# IMAT-ITCR Collaboration: Develop deep learning-based methods to identify subtypes of circulating tumor cells from optical microscope images

> **NIH NIH R21** · TEXAS TECH UNIVERSITY · 2022 · $71,919

## Abstract

IMAT-ITCR Collaboration: Develop deep learning-based methods to identify subtypes of circulating tumor
cells from optical microscope images
Project Summary/Abstract
The goal of the parent IMAT project (R21CA240185) is to develop a new platform for fractionation and profiling of CTC
subpopulations and elucidate the metastatic potential of CTCs. Currently, this work requires researchers to record hundreds
of individual microscope images of the cells captured on the microchip, integrate all images with flow fluid simulations,
and analyze three features of the capture cells (including angular position, normalized velocity and shear) for identification
of CTC subtypes. This process is very labor-intensive and time-consuming, as most of the steps rely on manual operations.
The goal of the ITCR project (1U01CA249245) is to develop an informatics platform, iSEE-Cell (image-based Spatial
pattern ExplorEr for Cells), which features a suite of informatics tools for tissue image analysis, visualization, exploration
and spatial modeling at the single-cell level. This proposed Administrative Supplement application in support of
collaboration between IMAT and ITCR-funded projects aims to develop deep learning-based methods to identify subtypes
of CTCs from optical microscope images. The rationale underlying this proposal is that the development of deep learning
methods will provide automatic characterization and classification of CTC captured on HU structured microchips.

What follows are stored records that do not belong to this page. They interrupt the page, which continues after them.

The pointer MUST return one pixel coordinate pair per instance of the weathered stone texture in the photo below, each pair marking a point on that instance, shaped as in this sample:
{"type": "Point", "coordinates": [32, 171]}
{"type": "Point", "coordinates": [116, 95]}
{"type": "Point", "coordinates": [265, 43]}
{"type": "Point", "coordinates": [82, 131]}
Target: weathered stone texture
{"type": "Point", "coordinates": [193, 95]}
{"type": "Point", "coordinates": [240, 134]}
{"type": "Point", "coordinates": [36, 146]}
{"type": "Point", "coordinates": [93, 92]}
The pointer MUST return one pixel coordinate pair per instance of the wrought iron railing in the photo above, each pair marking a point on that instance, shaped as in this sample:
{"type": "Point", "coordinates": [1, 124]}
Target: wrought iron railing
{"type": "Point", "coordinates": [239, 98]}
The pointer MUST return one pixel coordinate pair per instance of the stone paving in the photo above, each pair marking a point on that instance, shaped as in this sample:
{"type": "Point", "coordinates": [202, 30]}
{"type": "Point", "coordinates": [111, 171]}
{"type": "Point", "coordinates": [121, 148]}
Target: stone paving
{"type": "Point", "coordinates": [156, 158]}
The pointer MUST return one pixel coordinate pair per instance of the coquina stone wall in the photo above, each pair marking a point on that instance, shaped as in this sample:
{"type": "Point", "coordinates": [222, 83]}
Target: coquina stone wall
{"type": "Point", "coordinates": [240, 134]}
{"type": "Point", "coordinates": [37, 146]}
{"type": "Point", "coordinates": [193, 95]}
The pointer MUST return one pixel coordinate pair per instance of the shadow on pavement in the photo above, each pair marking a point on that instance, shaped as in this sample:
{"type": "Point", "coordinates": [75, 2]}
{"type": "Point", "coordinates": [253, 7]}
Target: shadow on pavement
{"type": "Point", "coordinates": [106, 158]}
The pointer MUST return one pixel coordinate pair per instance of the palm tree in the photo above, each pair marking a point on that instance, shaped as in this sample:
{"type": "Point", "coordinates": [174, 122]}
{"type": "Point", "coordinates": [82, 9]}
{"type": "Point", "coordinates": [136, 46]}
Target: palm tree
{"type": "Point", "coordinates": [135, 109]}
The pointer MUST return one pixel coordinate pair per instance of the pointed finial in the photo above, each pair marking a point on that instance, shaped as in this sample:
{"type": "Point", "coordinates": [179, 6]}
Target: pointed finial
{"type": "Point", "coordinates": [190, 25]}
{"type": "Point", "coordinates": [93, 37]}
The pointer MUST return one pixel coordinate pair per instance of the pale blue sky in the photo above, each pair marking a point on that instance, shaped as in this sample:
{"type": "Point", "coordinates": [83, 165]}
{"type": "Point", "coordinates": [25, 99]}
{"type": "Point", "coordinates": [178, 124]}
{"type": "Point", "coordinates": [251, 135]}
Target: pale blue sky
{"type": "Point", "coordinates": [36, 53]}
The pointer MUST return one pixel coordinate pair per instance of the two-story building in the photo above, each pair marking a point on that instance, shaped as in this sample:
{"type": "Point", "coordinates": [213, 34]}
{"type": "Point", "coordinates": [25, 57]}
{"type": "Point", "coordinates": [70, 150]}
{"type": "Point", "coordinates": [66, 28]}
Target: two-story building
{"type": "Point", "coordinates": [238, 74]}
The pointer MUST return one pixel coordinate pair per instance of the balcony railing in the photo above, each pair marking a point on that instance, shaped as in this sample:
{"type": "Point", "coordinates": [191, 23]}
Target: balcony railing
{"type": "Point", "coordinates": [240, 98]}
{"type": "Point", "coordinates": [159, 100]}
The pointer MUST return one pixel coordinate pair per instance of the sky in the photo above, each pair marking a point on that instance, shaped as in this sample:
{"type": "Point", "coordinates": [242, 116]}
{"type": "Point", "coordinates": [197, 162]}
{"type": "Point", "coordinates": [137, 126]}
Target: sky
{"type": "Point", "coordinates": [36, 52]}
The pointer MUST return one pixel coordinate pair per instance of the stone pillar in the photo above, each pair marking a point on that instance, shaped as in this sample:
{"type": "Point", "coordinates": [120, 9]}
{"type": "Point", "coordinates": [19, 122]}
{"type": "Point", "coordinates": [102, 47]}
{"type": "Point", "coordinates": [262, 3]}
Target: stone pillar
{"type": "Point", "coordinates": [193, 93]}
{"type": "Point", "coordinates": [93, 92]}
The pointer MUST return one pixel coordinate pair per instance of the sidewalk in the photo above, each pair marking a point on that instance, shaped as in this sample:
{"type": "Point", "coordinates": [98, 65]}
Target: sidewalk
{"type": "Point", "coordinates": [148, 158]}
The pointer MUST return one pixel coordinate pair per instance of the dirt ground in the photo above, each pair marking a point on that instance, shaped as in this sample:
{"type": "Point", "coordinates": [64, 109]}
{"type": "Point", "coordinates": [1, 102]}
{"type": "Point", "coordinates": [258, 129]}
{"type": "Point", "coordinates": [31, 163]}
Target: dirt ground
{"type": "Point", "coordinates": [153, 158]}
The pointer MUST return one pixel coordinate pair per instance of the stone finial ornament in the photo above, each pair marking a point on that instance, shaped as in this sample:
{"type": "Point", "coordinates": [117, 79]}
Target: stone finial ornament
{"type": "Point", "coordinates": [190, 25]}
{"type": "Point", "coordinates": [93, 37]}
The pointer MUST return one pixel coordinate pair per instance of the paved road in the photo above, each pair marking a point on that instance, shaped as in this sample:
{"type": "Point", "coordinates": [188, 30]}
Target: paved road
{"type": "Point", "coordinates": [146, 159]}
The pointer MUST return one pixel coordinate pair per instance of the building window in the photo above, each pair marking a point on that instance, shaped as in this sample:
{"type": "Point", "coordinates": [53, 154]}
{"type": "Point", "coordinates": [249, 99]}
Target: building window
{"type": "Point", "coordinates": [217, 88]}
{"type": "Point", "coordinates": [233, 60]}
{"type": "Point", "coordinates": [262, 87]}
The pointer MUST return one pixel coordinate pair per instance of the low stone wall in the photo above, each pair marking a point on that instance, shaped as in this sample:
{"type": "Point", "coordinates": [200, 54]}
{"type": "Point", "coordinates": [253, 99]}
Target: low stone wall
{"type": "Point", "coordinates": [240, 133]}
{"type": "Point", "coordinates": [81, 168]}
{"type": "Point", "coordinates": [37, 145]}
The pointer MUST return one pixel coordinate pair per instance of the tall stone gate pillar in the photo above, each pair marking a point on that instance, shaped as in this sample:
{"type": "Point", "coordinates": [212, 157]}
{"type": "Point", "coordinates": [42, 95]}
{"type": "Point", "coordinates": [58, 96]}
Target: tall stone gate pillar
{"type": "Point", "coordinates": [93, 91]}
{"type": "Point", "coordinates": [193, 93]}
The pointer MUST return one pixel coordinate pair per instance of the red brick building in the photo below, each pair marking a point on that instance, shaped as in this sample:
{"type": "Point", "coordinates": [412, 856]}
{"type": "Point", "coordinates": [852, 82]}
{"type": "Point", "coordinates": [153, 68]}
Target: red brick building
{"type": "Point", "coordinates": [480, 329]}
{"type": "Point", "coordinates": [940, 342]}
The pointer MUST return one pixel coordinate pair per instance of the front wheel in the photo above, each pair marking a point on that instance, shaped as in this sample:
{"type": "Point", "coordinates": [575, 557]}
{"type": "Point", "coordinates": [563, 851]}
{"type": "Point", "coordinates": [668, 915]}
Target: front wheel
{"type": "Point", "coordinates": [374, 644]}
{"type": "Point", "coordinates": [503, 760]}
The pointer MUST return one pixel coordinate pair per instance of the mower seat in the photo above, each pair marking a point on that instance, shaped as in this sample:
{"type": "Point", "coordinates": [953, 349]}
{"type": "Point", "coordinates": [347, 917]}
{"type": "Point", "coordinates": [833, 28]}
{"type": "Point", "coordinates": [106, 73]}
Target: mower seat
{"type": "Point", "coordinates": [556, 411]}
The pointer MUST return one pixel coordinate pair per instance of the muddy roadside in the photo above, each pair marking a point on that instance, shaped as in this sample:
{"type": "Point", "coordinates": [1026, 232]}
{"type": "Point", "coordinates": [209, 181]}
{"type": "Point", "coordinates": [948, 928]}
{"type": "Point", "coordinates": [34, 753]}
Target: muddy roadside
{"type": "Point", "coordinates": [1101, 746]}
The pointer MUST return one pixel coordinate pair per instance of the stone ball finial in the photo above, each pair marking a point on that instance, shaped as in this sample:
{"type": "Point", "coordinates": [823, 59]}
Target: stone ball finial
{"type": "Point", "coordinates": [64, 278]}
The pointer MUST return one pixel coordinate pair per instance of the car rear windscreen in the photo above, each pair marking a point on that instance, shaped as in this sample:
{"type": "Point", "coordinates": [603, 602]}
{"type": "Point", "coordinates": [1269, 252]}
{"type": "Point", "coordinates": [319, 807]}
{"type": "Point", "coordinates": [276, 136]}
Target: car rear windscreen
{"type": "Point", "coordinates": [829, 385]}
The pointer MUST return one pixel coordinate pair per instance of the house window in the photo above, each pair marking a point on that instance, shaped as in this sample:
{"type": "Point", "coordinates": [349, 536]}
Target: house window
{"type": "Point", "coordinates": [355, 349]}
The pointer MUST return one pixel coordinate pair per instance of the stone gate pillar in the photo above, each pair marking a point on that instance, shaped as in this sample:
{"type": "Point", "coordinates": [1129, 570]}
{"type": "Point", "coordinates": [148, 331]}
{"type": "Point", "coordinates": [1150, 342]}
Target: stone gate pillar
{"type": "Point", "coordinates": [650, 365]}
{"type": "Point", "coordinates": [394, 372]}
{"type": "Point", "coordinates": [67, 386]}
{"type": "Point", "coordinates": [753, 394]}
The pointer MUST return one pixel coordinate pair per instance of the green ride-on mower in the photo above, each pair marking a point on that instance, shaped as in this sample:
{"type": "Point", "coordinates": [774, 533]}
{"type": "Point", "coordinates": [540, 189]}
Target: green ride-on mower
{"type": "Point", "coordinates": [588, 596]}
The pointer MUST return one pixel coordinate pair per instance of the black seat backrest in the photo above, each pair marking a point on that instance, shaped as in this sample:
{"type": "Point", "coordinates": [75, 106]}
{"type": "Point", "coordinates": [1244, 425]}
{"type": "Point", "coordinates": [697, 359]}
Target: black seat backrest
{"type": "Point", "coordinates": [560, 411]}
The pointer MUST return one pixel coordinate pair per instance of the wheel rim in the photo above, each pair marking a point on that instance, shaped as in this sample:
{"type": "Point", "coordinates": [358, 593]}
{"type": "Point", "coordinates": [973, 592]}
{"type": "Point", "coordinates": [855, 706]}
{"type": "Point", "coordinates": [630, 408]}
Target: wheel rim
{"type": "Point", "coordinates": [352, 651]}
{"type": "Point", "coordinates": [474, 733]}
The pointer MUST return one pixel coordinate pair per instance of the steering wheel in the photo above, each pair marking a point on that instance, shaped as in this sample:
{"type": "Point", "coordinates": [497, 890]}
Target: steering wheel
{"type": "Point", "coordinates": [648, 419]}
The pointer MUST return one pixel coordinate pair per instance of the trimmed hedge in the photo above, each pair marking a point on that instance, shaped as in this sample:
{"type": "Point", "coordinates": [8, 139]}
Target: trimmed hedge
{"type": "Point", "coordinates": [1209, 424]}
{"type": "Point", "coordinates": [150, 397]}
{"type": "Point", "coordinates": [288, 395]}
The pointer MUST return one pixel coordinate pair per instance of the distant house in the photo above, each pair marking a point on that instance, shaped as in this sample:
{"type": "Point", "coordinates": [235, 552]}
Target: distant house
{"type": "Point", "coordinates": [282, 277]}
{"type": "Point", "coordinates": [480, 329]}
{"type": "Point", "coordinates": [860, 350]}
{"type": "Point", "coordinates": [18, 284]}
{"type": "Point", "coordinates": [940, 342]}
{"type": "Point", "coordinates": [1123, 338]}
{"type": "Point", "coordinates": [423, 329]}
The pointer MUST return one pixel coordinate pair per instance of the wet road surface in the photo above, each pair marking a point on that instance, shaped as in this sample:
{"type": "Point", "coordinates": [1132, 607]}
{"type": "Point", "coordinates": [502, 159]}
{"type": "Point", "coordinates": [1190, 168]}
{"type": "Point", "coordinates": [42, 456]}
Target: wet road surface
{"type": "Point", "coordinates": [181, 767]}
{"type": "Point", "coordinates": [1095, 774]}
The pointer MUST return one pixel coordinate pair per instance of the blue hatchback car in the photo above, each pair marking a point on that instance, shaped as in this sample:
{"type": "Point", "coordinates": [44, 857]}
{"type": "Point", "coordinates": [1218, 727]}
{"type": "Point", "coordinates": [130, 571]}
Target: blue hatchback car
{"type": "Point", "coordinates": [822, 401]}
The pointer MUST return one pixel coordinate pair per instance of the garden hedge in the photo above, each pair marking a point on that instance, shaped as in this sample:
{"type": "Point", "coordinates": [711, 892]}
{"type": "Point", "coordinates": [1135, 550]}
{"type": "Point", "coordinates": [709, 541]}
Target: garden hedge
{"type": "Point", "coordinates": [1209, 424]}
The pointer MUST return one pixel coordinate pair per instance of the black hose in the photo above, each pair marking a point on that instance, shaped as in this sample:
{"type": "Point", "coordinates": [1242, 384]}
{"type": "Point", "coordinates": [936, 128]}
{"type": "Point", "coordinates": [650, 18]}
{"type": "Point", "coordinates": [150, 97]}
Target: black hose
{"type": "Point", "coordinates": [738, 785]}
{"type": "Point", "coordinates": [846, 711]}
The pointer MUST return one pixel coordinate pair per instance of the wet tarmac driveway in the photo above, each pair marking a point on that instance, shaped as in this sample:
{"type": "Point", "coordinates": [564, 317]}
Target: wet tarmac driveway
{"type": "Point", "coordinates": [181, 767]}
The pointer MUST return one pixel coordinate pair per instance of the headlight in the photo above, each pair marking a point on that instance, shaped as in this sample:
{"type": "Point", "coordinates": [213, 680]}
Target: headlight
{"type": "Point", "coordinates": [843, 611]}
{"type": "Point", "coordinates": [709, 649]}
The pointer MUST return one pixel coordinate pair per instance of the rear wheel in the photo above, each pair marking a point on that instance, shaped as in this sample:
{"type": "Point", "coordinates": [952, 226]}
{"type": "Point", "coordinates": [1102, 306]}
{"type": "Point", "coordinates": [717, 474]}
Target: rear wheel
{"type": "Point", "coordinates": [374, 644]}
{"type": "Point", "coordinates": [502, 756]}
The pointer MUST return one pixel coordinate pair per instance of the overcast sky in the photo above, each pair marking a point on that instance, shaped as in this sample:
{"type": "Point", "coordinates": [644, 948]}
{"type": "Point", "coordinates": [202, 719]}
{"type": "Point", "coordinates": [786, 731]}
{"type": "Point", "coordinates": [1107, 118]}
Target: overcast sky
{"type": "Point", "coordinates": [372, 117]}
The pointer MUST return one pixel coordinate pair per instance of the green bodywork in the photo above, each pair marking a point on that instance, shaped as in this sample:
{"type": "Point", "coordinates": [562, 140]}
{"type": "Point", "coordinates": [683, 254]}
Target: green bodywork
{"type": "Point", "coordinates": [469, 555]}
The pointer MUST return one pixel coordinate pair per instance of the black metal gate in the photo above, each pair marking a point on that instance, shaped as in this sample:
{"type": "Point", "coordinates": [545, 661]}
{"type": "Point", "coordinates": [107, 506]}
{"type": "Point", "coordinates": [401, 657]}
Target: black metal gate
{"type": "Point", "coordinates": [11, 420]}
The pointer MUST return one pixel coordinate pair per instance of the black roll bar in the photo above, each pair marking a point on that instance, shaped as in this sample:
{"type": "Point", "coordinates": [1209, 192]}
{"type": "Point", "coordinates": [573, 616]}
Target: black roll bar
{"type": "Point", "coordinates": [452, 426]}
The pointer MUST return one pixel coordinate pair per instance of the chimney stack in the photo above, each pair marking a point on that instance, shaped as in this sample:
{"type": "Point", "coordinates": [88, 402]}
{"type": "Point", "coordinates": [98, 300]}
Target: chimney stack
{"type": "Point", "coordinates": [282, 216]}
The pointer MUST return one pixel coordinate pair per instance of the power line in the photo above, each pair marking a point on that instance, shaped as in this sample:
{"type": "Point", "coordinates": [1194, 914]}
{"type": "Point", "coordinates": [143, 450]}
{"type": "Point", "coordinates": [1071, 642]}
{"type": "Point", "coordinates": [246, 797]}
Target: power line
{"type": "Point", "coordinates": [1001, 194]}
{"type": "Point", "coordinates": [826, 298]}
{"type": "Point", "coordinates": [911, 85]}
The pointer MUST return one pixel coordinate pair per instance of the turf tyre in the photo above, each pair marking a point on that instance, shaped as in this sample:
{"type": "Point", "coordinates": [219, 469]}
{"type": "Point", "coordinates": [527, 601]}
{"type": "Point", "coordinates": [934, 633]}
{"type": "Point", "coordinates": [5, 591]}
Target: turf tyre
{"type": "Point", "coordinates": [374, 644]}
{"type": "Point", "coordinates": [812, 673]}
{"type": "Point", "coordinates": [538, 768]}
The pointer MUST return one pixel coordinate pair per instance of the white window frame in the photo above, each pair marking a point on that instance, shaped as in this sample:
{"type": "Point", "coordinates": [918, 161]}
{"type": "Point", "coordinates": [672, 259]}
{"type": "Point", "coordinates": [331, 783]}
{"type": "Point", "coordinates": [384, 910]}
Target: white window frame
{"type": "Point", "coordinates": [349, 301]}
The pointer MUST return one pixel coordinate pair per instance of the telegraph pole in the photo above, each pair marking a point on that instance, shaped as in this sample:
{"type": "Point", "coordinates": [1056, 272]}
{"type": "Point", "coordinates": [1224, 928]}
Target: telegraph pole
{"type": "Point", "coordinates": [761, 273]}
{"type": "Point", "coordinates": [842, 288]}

This
proposed collaborative project will leverage the technologies developed by both projects, which will bring together and
enhance the capabilities of complementary technology platforms and methodologies to advance cancer research. Innovation
of the proposed methods include the following: 1) Identification of multiple subtypes of CTCs using their location
information on an HU microchip without destructive immunostaining analysis; 2) Novel Restore-GAN model to improve
quality of microscope image obtained in CTC capture experiments and enhance predication accuracy for CTC subtypes; 3)
The proposed informatics tools will provide computer-assisted automated tools to empower CTC research with artificial
intelligence. Specific aims include: Aim 1: Using the microscope images and analysis/prediction results (from the IMAT
project) as data input to test whether algorithms to classify different types of cell from tumor tissue images (iSEE-Cell,
developed in the ICTR project) can be applied for microscope images; Aim 2: Apply novel computational methods (Restore-
GAN, developed in the ICTR project) to improve image quality of the images obtained from the IMAT project, and test
whether they can improve prediction accuracy for CTC subtypes; Aim 3: Develop a user-friendly interface to incorporate
the iSEE-Cell platform for analyzing optical/fluorescent microscope images remotely. The ability to automatically
extract/analyze information from captured cells in the microscope images is urgently needed and wi...

## Key facts

- **NIH application ID:** 10675886
- **Project number:** 3R21CA240185-01A1S1
- **Recipient organization:** TEXAS TECH UNIVERSITY
- **Principal Investigator:** Wei Li
- **Activity code:** R21 (R01, R21, SBIR, etc.)
- **Funding institute:** NIH
- **Fiscal year:** 2022
- **Award amount:** $71,919
- **Award type:** 3
- **Project period:** 2022-09-01 → 2025-07-31

## Primary source

NIH RePORTER: https://reporter.nih.gov/project-details/10675886

## Citation

> US National Institutes of Health, RePORTER application 10675886, IMAT-ITCR Collaboration: Develop deep learning-based methods to identify subtypes of circulating tumor cells from optical microscope images (3R21CA240185-01A1S1). Retrieved via AI Analytics 2026-05-26 from https://api.ai-analytics.org/grant/nih/10675886. Licensed CC0.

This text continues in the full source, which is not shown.